Eine Gestalt stand einsam am Rande einer Klippe, die sich vor ihm in die Tiefe stürzte. Unten brauste das Meer, Wellen krallten zornig ihre Fänge gierig in den kalten Fels, der ihnen trotzig widerstand. Es erstreckte sich am Horizont, so endlos, dass mir allein beim Anblick schwindelig wurde.
Langsam näherte ich mich der Gestalt. Es war der junge Mann, er hatte mich gerufen.
„Bist du der Tod?“, fragte dieser ohne mich umzudrehen.
„So ist es“, antwortete ich „Du hast mich gerufen? Warum?“
„Ich will dich etwas fragen“, erklärte er „Wenn ich hier runterspringe, was wird dann geschehen?“
„Du wirst sterben“, antwortete ich.
„Aber dies ist doch nur ein Traum“, widersprach der junge Mann.
„Dann wirst du eben aufwachen“, sagte ich.
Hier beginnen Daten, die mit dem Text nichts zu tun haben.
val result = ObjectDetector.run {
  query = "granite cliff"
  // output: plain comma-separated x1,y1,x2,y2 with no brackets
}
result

Eine Windböe erfasste ihn, scheuchte seine langen dunklen Haare auf und für einen Moment schien es, als wollte der Wind ihn über den Rand der Klippe treiben, doch dann legte sich der Wind und der Mann stand noch immer dort. Er drehte sich um und seine Augen bohrten sich in meine. Sie waren blau wie das Meer unter uns und in ihnen spiegelte sich der Pfad, den ich gegangen war. Jeder einzelne Stern funkelte aus den Tiefen seiner Augen. „Dieser Traum war wundervoll… Mein Weg war nicht immer gerade und an manchen Stellen war er so steil, dass ich die Sterne vor mir nicht mehr sehen konnte. Doch jeder Berg hatte einen Gipfel und je höher der Berg, desto größer war das Glück, wenn am Ende wieder der unendliche Himmel vor mir ausbreitete“, fuhr der Mann fort „Ich will diesen Weg weitergehen, doch er endet hier. Er führt über diese Klippe. Ich habe versucht umzukehren und nach einem anderen Pfad suchen, doch der Wind ließ es nicht zu. Es gibt nur noch diesen einen Schritt über die Klippe.“
„Dann ist dein Traum hier zu Ende“, stimmte ich zu.
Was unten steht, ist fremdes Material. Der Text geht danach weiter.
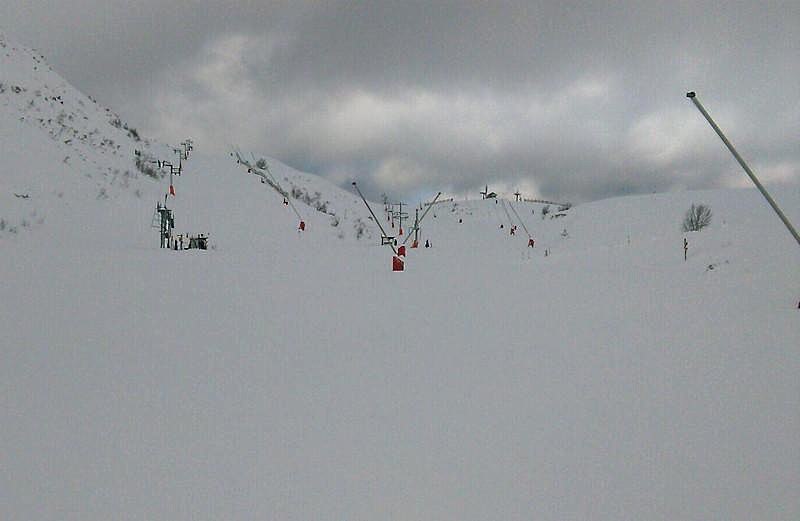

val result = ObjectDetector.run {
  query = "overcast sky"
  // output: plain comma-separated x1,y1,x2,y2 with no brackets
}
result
0,0,800,202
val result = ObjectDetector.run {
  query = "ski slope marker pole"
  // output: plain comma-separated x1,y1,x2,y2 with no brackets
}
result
686,92,800,245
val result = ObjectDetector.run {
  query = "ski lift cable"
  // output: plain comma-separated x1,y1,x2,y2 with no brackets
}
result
508,201,533,239
353,181,397,255
500,199,514,226
403,192,442,244
231,147,303,221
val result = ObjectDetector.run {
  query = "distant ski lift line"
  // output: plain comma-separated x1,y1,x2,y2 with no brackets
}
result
353,181,397,255
231,147,303,221
403,192,442,244
508,201,533,239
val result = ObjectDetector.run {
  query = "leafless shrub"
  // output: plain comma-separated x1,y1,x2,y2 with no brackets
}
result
682,203,712,232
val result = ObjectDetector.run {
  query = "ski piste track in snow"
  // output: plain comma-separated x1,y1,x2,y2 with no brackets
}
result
0,28,800,521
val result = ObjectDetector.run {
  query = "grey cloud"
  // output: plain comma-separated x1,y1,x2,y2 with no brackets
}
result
0,0,800,201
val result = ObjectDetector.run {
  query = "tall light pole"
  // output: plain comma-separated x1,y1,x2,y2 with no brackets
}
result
686,92,800,245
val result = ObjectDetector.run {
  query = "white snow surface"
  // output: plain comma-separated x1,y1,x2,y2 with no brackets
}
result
0,31,800,520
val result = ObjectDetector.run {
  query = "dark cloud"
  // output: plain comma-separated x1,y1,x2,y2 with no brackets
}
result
0,0,800,201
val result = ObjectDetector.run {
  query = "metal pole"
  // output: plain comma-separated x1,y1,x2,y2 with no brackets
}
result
353,181,397,255
686,92,800,245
Ohne auf meine Antwort einzugehen fuhr er fort: „Du siehst das Meer dort unten. Wenn ich springe, was wird passieren?“
„Du wirst loslassen müssen. Dein Traum wird enden und du wirst aufwachen.“
Darauf schwieg der Mann und dachte nach. Schließlich sagte er: „Es kommt mir vor, als wäre dieser Traum schon immer mein Leben gewesen, als wäre mein Leben hingegen nichts als ein ferner und ungewisser Traum. Wenn ich loslasse, wohin werde ich dann zurückkehren?“
Ich dachte an den wunderschönen Herbstmorgen, an den neuen Tag, der sich gerade entfaltete und antwortete: „Dieser Traum ist zu Ende, du kannst ihn nicht festhalten. Du wirst zurückkehren und ich glaube das ist gut so. Ein anderer Weg erwartet dich und wer sagt, dass er nicht noch viel schöner wird?“
Ich nickte ihm zu und meinte den Anflug eines Lächelns in seinem Gesicht erkennen zu können, als er sich wieder dem Meer zuwandte.
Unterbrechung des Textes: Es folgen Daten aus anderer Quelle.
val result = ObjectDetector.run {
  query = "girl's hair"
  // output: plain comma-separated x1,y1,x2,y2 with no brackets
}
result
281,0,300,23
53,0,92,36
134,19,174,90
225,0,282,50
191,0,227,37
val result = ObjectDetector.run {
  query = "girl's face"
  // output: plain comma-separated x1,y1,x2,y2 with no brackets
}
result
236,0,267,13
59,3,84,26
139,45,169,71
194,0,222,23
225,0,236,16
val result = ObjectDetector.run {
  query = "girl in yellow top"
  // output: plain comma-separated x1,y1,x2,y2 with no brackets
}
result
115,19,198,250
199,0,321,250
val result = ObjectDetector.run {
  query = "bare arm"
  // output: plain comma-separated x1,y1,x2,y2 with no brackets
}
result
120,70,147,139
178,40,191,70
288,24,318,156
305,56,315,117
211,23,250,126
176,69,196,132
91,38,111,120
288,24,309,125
„Ich glaube dir. Doch wenn das so ist, was folgt dann auf den Tod?“
Die Frage hallte noch in meinem Kopf, als der Mann vorsichtig und doch entschlossen über den Rand der Klippe trat. Er fiel lautlos und verschwand aus meinem Blickfeld. Ich selbst hingegen stand noch eine ganze Weile an der Klippe und starrte auf das Meer hinaus.
Hier endet die Geschichte. Es ist nur eine Geschichte von unendlich Vielen und jede einzelne ist einzigartig. Dennoch hat mich diese Geschichte auf eine einzigartige Art und Weise bewegt.
Die Welt ist voller Geheimnisse und Dinge, die wir nicht verstehen. Auch dein Leben wird einmal enden und du wirst mir die Hand reichen. Ich weiß nicht, was dann geschehen wird, doch ist es wirklich so abwegig, dass du aufwachen wirst, wie der junge Mann aus seinem Traum aufwachte? Vielleicht wirst auch du dich an einem wunderschönen Herbstmorgen wiederfinden. An einem Herbstmorgen, wie es ihn nur in Geschichten gibt, wenn ein warmer Wind durch die Blätter rauscht und jedes einzelne von ihnen glitzern lässt wie buntes Gold, während sie in verschnörkelten Mustern zu Boden fallen.
Ich kann dir noch erzählen, was aus dem jungen Mann geworden ist. Er lebte noch viele Jahre und er war dankbar für jedes einzelne von ihnen. Als er schließlich ein alter Mann und seine Zeit gekommen war, da rief er mich wieder und er reichte mir die Hand wie einem alten Freund.